In line with this, the market has seen well established financial giants like the Lehman Brothers in the United States, Northern Rock in the United Kingdom, three banks from Iceland (Glitnir, Kaupthing and Landsbanki), and host of other smaller financial bodies across the globe. It was borne of of this that we had changes in broker regulations by the National Futures Association (NFA) in the U.S. The NFA imposed new leverage rates of 50:1 for major currency pairs and 20:1 for the crosses, away from the standard 100:1. Although, brokers that are outside the United States are excluded from this changes, this cannot be seen as a positive or negative news in anyway, but it does depend on how it is being looked at.

We know that for the winning few, such announcements mean little to them as they are always looking for better ways of staying profitable in the market.

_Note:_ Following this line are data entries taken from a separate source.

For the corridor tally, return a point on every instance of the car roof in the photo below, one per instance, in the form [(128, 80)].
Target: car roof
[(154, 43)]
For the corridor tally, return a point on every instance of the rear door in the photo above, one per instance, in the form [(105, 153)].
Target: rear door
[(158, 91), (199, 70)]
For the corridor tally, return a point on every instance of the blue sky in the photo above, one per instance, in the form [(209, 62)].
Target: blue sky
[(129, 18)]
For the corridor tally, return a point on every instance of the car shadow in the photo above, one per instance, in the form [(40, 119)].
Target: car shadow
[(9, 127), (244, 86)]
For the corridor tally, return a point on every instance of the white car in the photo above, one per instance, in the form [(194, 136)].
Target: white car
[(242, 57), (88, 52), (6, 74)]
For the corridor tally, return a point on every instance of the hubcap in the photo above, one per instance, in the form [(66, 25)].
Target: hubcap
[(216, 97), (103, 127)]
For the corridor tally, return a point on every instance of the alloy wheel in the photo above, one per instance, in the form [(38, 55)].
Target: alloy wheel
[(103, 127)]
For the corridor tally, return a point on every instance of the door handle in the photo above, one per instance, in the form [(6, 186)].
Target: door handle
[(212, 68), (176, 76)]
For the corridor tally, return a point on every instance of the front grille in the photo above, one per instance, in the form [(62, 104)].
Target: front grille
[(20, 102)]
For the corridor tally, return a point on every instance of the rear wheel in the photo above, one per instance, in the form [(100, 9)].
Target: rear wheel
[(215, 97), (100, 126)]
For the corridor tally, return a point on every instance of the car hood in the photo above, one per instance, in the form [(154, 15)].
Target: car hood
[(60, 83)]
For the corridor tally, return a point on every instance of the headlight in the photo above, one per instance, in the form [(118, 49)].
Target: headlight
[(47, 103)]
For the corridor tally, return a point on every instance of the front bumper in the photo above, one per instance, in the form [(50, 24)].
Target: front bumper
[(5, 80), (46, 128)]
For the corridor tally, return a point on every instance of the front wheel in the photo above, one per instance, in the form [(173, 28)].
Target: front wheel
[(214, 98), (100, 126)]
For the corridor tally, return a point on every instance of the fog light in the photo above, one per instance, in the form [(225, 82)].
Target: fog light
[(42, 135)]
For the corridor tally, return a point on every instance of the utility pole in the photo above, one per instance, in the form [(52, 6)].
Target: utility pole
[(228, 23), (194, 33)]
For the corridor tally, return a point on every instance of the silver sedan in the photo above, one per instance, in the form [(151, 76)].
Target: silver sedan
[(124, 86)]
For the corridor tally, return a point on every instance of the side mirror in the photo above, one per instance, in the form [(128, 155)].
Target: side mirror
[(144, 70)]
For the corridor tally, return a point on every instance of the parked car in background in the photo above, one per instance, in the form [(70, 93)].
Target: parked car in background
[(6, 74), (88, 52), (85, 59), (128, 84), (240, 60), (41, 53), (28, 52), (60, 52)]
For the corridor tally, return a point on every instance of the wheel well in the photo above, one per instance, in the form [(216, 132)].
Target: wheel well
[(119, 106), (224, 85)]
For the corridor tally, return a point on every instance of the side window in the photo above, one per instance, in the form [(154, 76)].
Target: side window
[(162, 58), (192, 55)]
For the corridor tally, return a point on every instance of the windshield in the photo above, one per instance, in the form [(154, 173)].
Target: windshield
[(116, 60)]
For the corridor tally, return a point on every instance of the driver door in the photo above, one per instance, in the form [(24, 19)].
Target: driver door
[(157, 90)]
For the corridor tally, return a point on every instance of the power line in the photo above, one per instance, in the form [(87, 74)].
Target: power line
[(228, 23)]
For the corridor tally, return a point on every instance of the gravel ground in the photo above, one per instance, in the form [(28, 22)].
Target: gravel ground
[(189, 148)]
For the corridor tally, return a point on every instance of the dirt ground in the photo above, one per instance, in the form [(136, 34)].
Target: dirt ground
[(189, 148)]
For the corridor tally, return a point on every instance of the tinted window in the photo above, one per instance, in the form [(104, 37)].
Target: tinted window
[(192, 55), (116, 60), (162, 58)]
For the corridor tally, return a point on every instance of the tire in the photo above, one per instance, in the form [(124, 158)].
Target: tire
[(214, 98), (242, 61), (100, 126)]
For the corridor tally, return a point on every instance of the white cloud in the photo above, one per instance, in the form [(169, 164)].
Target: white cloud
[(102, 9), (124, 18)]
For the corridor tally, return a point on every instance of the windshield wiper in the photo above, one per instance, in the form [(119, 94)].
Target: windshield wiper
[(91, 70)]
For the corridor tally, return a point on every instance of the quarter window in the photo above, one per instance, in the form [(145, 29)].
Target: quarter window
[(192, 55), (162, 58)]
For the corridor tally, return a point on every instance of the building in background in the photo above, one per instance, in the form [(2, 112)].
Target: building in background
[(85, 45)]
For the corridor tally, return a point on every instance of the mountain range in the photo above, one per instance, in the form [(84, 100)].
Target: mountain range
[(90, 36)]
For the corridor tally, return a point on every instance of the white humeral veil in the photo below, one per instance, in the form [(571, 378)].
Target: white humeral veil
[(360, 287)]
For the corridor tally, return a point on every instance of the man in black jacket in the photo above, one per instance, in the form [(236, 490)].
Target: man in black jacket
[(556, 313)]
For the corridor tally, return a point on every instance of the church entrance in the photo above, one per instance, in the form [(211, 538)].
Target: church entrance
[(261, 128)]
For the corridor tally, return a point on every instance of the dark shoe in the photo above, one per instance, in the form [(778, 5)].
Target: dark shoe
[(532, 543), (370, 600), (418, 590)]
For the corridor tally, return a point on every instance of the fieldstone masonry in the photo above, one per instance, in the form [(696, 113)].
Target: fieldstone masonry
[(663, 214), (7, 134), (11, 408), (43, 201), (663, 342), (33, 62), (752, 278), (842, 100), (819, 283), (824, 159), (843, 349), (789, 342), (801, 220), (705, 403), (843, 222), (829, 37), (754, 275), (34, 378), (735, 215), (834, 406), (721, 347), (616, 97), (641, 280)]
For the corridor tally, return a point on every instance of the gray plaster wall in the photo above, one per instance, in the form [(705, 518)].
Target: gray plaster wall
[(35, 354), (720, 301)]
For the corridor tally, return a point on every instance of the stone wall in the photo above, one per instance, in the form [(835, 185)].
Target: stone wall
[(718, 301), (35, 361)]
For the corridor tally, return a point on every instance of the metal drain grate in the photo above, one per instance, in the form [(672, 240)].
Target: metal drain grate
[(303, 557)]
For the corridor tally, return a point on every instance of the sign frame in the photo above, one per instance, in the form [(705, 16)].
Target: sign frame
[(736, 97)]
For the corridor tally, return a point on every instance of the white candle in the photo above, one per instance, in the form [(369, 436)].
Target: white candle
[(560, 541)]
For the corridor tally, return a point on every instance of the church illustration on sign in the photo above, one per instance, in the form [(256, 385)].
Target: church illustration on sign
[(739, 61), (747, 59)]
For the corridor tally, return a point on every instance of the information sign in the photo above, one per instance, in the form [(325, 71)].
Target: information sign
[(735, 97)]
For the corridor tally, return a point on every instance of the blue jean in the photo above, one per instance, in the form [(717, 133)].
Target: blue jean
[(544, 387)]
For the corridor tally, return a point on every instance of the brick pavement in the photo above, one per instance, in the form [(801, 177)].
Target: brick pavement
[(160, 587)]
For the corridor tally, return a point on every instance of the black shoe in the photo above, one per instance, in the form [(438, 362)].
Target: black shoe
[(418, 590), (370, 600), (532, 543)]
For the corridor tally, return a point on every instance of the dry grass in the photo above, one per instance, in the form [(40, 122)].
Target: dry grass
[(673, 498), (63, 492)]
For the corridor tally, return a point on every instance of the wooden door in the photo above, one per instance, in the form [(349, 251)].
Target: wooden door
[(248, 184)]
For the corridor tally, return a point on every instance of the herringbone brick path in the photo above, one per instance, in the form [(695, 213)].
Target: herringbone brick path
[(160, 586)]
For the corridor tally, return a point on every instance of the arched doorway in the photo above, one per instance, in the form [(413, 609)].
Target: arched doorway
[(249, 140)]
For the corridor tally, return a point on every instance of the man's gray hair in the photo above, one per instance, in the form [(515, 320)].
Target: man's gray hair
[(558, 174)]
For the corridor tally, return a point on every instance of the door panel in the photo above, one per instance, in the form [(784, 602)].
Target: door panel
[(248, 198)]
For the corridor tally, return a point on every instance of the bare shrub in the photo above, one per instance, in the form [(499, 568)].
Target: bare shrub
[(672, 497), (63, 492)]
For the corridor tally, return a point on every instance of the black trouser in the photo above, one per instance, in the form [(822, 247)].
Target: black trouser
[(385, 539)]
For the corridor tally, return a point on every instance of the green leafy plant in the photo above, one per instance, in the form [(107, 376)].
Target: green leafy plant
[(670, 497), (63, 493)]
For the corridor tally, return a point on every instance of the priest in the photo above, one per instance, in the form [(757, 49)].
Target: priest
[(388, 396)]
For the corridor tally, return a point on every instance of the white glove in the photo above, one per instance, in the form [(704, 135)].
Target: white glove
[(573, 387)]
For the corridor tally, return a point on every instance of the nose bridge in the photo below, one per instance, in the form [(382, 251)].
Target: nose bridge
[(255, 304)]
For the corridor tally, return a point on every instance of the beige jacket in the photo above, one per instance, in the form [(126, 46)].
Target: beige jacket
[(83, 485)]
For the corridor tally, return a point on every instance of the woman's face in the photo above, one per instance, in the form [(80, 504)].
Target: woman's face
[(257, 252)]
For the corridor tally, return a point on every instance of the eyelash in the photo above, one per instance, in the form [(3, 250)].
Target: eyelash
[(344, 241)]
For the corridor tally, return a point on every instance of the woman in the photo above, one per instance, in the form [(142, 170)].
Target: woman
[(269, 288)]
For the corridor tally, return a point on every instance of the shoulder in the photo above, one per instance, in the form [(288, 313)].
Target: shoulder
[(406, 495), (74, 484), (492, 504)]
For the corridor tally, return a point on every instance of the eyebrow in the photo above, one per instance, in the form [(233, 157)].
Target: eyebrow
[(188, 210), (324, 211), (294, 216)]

However, the losing multitude would continue to whine about such changes. Just like we find among other businesses, brokerage can go bankrupt as well. We have seen a couple such as: Refco that is based in the United States went down in October 2005; Crown Forex SA based in Switzerland went under in May 2009; PFG(a US based forex brokerage) went under in 2012; MFGlobal, a commodities, derivatives and forex brokerage. Just to name a few. Many more forex brokerages have gone bankrupt in the last few years, most were small enough that they don’t catch the attention of the general public, however traders have lost millions of dollars this way.

Lessons to Learn from All of These

We can make some positives from all the mess. To be able to look into the future with optimism, going forward one has to get a broker that places client’s funds in a segregated account away from the firm’s own capital. In the verge of collapse, there’s a good possibility that your funds can be given back to you.

It is wise to go for forex brokers that are properly registered with a regulatory body such as the FSA (Financial Services Association) in the U.K., or the Australian Securities and Investments Commission in Australia. CySEC the financial regulator in Cyprus, a popular financial hub forex brokers. The Swiss Federal Banking Commission regulates brokers in Switzerland. US based traders can go with CFTC (Commodity Futures Trading Commission) and NFA (National Futures Association) regulated brokers.

In doing so, you’ll discover that forex brokers try to comply with the regulations by putting forward their regulatory standing on a regular basis, making it possible to track them.